Il est important de mentionner que si vous décidez de travailler une partie de votre journée debout, il est normal de ressentir de la fatigue et des douleurs musculaires les premières fois. Vous pouvez même être plus distraits qu’à l’habitude. Persévérez, vous en ressentirez les bienfaits rapidement. Vos muscles stabilisateurs (comme les abdominaux) et les muscles de vos jambes deviendront plus forts! Mais n’hésitez pas à vous asseoir si vous en ressentez le besoin.  Il est même conseillé d’alterner la position assise et debout. C’est ce qu’on appelle l’équilibre non? Vous trouverez ici des conseils pour optimiser votre position de travail debout.

  • Habillez-vous et sortez! Utilisez vos jambes le plus souvent possible. Je déteste le froid, mais je vais toujours prendre l’autobus un arrêt plus loin (ou je sors un arrêt plus tôt), faire mon épicerie à pieds et il m’arrive même d’aller prendre des marches à l’extérieur à -20.  Souvent, je m’aperçois que ce n’est pas si froid finalement (avec une tuque, des mitaines et plusieurs couches).
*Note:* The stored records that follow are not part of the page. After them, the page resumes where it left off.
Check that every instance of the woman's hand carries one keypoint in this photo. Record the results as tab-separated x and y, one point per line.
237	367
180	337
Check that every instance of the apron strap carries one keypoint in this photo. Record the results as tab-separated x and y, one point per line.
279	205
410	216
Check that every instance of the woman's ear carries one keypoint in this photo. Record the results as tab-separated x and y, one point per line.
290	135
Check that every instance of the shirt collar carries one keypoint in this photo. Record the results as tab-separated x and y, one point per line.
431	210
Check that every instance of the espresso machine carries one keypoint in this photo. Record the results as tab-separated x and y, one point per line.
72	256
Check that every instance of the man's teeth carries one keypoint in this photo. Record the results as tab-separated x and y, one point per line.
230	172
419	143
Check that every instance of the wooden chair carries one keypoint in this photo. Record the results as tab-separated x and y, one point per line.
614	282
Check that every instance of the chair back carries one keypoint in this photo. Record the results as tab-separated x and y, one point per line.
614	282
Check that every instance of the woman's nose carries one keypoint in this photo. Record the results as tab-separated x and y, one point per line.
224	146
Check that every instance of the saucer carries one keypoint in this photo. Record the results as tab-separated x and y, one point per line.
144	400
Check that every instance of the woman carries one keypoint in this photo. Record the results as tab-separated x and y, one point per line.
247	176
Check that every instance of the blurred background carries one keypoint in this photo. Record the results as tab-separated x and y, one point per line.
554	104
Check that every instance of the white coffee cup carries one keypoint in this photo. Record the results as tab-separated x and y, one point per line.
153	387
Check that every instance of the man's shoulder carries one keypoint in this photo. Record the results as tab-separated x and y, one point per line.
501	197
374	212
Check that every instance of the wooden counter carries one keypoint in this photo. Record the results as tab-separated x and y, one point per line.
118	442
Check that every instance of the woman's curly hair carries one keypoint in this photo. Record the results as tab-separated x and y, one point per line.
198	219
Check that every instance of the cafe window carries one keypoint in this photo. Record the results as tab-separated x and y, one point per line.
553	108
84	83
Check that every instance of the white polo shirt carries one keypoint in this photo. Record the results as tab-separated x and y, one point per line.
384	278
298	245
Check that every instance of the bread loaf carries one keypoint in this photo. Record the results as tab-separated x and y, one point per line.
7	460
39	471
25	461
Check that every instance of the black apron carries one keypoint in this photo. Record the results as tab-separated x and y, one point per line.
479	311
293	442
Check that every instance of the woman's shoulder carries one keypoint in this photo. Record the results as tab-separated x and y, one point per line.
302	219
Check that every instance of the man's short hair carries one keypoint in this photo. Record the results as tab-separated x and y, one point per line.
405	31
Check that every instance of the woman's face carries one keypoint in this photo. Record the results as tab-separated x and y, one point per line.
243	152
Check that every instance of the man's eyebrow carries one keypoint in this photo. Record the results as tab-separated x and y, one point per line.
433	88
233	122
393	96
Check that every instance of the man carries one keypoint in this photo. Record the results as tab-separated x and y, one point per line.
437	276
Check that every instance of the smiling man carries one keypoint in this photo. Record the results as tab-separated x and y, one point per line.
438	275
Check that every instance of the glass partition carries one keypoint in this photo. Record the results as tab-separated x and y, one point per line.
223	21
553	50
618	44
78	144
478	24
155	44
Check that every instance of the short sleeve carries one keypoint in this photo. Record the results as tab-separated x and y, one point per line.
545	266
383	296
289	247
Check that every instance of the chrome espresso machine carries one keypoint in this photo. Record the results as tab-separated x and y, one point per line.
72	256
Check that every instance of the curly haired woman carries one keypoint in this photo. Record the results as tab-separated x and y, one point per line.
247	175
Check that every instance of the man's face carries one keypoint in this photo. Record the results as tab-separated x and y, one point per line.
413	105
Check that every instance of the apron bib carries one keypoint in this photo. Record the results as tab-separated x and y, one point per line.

Vous pouvez aussi pratiquer des sports d’hiver : patin, ski (alpin, de fond), planche à neige, glissade, raquettes, course à pieds (psssst, les escaliers sont souvent bien déneigés et déglacés), etc. Est-ce que j’en oublie? Bref, ça change le mal de place et avouez-le, on se sent si bien après! Sinon, il y a tellement d’autres options à l’intérieur : cours en ligne sur le web, cours de groupe, centre de conditionnement physique, escalade, tennis, badminton, volley-ball, danse, etc. Mais nous aurons la chance d’en rediscuter dans le prochain article! 🙂

Enfin, si vous pensez que vous n’êtes pas capable de le faire, essayez-le! Je le redis, la clé du succès est l’intégration progressive de ces trois points. C’est super important de faire des changements progressifs dans l’optique de maintenir les habitudes à long terme. Et maintenir ses bonnes habitudes de vie à long terme, c’est contribuer à sa santé globale pour la vie! Je me dis à tous les jours que je suis chanceuse de pouvoir bouger. À go on se lève et on marche?

Vous avez des questions ou des commentaires? N’hésitez pas à m’écrire!

Janie xx

Références:

1.Bergouignan A, Legget KT, De Jong N, Kealey E, Nikolovski J, Groppel JL, Jordan C, O’Day R, Hill JO, Bessesen DH. Effect of frequent interruptions of prolonged sitting on self-perceived levels of energy, mood, food cravings and cognitive function. Int J Behav Nutr Phys Act. 2016 Nov 3;13(1):113. PubMed PMID: 27809874.

2.Tigbe WW, Granat MH, Sattar N, Lean ME. Time spent in sedentary posture is associated with waist circumference and cardiovascular risk. Int J Obes (Lond). 2017 Mar 7. doi: 10.1038/ijo.2017.30. [Epub ahead of print] PubMed PMID: 28138134.

3.Engelen L, Gale J, Chau JY, Hardy LL, Mackey M, Johnson N, Shirley D, Bauman A. Who is at risk of chronic disease? Associations between risk profiles of physical activity, sitting and cardio-metabolic disease in Australian adults. Aust N Z J Public Health. 2016 Dec 13. doi: 10.1111/1753-6405.12627. [Epub ahead of print] PubMed PMID: 27960249.

4.Dempsey PC, Owen N, Yates TE, Kingwell BA, Dunstan DW. Sitting Less and Moving More: Improved Glycaemic Control for Type 2 Diabetes Prevention and Management. Curr Diab Rep. 2016 Nov;16(11):114. Review. PubMed PMID: 27699700.

5.E F Graves L, C Murphy R, Shepherd SO, Cabot J, Hopkins ND. Evaluation of sit-stand workstations in an office setting: a randomised controlled trial. BMC Public Health. 2015 Nov 19;15:1145. doi: 10.1186/s12889-015-2469-8. PubMed PMID: 26584856; PubMed Central PMCID: PMC4653846.